Para comprender las medidas tomadas por el gobierno juarista, es necesario situarse en las condiciones adversas que se ocuparon en crearle sus poderosos adversarios. La de Juárez no fue una gesta persecutoria en contra de una Iglesia católica débil y arrinconada. Fue una confrontación inevitable ante la decisión del poder conservador y clerical de combatir con todo a quien pretendía erigir un gobierno independiente de las directrices eclesiásticas. La Iglesia católica era un poder económico y político, y por supuesto religioso, que tutelaba las vidas de los ciudadanos desde su nacimiento hasta su muerte. Dejar fuera del análisis esta realidad significaría perder de vista las dimensiones del adversario enfrentado por Juárez.

La ley del 4 de diciembre de 1860 permitió a las células protestantes que se desarrollaban en el país salir a la luz pública. Les reconoció la base legal para desarrollar sus actividades y abrió la posibilidad de diversificar al país en cuanto a la elección de los ciudadanos sobre su identidad religiosa. Uno de los ataques conservadores a Juárez es que favoreció al protestantismo, en detrimento de la unidad religiosa católica. Incluso se cita reiteradamente lo que Justo Sierra asegura expresó Juárez sobre la descatolización del país: «Desearía que el protestantismo se mexicanizara conquistando a los indios; éstos necesitan una religión que les obligue a leer y no les obligue a gastar sus ahorros en cirios para los santos». Lo cierto es que el protestantismo ya estaba en desarrollo en México, aunque de forma incipiente, cuando Juárez decretó la libertad de cultos.

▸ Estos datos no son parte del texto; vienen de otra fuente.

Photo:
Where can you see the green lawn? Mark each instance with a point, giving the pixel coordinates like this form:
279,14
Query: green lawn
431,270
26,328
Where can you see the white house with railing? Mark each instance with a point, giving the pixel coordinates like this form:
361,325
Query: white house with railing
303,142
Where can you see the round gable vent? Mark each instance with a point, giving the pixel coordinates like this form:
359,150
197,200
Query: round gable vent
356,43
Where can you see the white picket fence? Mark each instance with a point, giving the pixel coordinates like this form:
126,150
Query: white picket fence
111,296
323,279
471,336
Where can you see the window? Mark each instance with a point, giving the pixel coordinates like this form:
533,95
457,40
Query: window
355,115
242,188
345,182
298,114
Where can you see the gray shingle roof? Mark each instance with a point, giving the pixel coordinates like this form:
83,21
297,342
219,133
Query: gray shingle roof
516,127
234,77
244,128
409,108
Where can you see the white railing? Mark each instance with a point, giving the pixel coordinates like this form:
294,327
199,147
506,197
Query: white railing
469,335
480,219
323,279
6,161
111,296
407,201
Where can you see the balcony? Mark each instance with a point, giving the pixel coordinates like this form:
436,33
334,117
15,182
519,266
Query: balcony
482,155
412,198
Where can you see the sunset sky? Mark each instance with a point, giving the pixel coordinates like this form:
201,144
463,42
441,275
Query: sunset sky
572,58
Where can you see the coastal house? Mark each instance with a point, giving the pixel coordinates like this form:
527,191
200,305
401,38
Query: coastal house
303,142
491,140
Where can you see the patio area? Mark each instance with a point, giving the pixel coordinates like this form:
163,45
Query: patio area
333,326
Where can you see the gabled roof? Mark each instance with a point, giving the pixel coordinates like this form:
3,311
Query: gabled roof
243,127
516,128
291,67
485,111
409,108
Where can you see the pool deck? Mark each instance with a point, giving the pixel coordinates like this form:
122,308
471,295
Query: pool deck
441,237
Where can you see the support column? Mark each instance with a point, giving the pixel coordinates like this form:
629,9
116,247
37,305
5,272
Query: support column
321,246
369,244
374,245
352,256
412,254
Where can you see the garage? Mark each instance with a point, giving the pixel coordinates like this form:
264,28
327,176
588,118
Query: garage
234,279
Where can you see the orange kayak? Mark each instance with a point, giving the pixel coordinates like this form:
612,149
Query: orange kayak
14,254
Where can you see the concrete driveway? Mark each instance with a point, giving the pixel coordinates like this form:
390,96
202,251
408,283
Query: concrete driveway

Por otro lado, sin lugar a dudas, la reforma jurídica juarista permitió ejercer un derecho negado por la Iglesia católica, la que deseaba mantener cerrado al país a la pluralidad religiosa. El de Juárez fue un acto democratizador, que el conservadurismo católico no le perdonó.

Dos décadas y media después del alegato de Vicente Rocafuerte a favor de la tolerancia religiosa, un grupo de sacerdotes católicos, que fue conocido como los “padres constitucionalistas”, por su decidido apoyo a la Constitución de 1857, y simpatía por los liberales que buscaban romper el dominio que sobre las instituciones estatales tenía la cúpula clerical católica, se dedicó a explorar la posibilidad de crear la Iglesia mexicana, libre del dominio de Roma. Uno de ellos, Manuel Aguilar Bermúdez, iría más allá de la crítica para establecer una congregación no católica romana.

De la crítica al dominio de la Iglesia católica en México en el siglo xix, a partir de la quinta década de esa centuria algunos grupos fueron más allá e inician comunidades protestantes. En tales intentos confluyeron ideas y personajes que han sido oscurecidos por el desconocimiento histórico, lo que ha llevado a casi olvidarles como precursores del amplio abanico protestante/evangélico emergente en la década de los años setenta del siglo XIX.